Run `tfserve` with `models/graph.pb` model that takes as input the tensor with name `x:0` (dimesion: [?,5]) and outputs a tensor named `out:0`. The server will run on http://localhost:5000/ and will receive `POST` requests to `/`.

By using the **json handler**, you can provide the input data as a `json` object in the request body:

```json
{
"x:0": [1,1,3,4,5]
}
```

You will receive a `json` output object as:

```json
{
"out:0": 0.48
}
```

#### More information about CLI

Run:

```bash
$ tfserve --help
```

## Help

* **What if I don't know the tensor names?**

> You can use `tfserve.helper.estimate_io_tensors(model_path)` function to get a list of possible input/output tensor names. Also, you can use the CLI by running: `tfserve -m [model_path] --help-model`

* **What if I want to run multiple inferences at the same time?**

> You can use `batch=True` when building tfserve.TFServeApp.
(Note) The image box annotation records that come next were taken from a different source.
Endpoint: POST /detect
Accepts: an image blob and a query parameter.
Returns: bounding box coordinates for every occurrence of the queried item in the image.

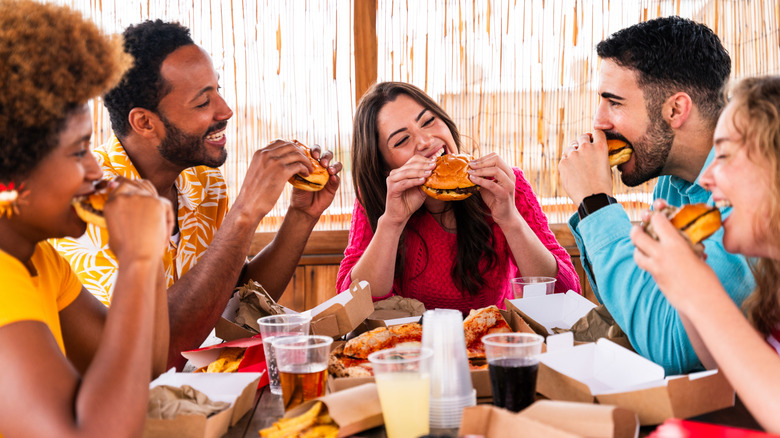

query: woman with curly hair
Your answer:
[631,76,780,433]
[338,82,580,313]
[0,0,173,438]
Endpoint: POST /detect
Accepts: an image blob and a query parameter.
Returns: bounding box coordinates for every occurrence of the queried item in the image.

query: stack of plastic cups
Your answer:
[422,309,477,429]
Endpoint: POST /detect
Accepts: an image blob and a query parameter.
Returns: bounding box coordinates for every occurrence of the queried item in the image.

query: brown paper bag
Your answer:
[553,304,634,351]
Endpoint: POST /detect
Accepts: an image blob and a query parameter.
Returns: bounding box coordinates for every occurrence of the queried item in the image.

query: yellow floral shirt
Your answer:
[52,137,228,305]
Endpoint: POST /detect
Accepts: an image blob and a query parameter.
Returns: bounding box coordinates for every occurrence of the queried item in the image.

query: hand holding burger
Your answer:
[289,140,330,192]
[607,138,634,167]
[72,180,118,228]
[642,204,721,253]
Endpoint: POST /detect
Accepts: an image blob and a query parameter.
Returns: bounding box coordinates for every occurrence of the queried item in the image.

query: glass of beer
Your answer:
[368,347,433,438]
[482,333,544,412]
[272,336,333,411]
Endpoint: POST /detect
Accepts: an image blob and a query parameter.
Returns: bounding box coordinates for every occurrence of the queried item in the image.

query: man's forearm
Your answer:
[239,209,317,300]
[168,209,259,368]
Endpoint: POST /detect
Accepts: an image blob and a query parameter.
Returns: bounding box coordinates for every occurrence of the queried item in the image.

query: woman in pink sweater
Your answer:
[338,82,580,313]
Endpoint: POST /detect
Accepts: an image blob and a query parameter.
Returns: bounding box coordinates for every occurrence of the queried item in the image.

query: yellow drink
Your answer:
[375,372,431,438]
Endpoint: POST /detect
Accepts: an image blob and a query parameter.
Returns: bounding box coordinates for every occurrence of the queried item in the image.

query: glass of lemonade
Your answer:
[368,347,433,438]
[482,333,544,412]
[272,336,333,411]
[257,314,311,395]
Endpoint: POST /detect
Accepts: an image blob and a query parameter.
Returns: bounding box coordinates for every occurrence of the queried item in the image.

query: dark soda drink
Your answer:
[488,358,539,412]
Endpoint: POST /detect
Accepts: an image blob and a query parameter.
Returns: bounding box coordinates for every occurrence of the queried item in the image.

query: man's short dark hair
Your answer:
[103,20,195,138]
[596,16,731,128]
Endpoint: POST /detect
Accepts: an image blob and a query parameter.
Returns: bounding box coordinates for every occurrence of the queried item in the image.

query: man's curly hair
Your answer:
[103,20,195,139]
[596,16,731,129]
[0,0,132,182]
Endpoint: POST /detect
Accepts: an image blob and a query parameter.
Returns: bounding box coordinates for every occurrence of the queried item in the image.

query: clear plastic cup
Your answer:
[482,333,544,412]
[422,309,477,429]
[257,314,311,395]
[510,277,555,299]
[273,336,333,411]
[368,347,433,438]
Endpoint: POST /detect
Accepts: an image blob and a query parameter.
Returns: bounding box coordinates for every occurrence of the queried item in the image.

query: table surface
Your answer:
[225,386,761,438]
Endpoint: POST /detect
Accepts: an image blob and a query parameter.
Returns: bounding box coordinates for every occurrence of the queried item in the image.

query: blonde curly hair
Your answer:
[0,0,132,182]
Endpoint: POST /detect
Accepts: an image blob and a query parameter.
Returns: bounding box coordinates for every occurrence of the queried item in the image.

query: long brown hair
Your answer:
[731,76,780,334]
[352,82,496,296]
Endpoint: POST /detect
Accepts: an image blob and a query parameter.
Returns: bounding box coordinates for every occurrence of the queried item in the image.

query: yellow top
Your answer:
[0,242,81,354]
[52,137,228,306]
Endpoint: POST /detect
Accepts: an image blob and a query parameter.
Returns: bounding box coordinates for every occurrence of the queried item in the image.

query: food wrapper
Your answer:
[146,385,230,420]
[552,304,634,351]
[236,280,285,333]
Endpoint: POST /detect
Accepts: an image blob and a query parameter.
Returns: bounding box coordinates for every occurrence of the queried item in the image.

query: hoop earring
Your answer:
[0,181,28,218]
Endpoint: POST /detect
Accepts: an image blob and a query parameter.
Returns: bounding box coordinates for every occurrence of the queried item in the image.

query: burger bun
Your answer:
[288,140,330,192]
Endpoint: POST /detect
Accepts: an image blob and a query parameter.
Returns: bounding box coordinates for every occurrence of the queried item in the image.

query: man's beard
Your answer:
[157,113,227,168]
[620,108,674,187]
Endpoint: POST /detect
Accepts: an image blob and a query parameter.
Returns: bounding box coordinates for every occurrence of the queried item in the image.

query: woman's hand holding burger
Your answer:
[630,200,721,313]
[382,155,436,227]
[468,152,520,226]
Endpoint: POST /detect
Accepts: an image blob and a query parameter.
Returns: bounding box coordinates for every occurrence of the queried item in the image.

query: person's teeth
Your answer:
[206,130,225,141]
[715,199,731,208]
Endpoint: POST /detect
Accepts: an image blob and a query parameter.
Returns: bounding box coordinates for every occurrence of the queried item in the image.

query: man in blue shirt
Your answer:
[558,17,755,375]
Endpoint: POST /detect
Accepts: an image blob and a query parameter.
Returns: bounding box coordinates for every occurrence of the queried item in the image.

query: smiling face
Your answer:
[11,105,103,243]
[158,44,233,168]
[593,59,674,187]
[377,94,458,169]
[700,104,774,257]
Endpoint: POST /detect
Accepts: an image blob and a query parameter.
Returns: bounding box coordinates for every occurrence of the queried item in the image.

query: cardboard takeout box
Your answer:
[328,310,545,403]
[504,291,596,336]
[458,400,639,438]
[284,383,385,437]
[536,333,734,425]
[143,371,264,438]
[214,281,374,341]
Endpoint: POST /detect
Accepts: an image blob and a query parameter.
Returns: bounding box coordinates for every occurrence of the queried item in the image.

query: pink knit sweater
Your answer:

You will then need to handle the batch dimension yourself in the `encode` and `decode` function.
> Also, if using the CLI, just add the `--batch` flag.

## Limitation

> It only works with one-to-one models. That is, models that need to run the graph only once to get the inference.
> Other architectures of inference will be supported soon. Help is appreciated!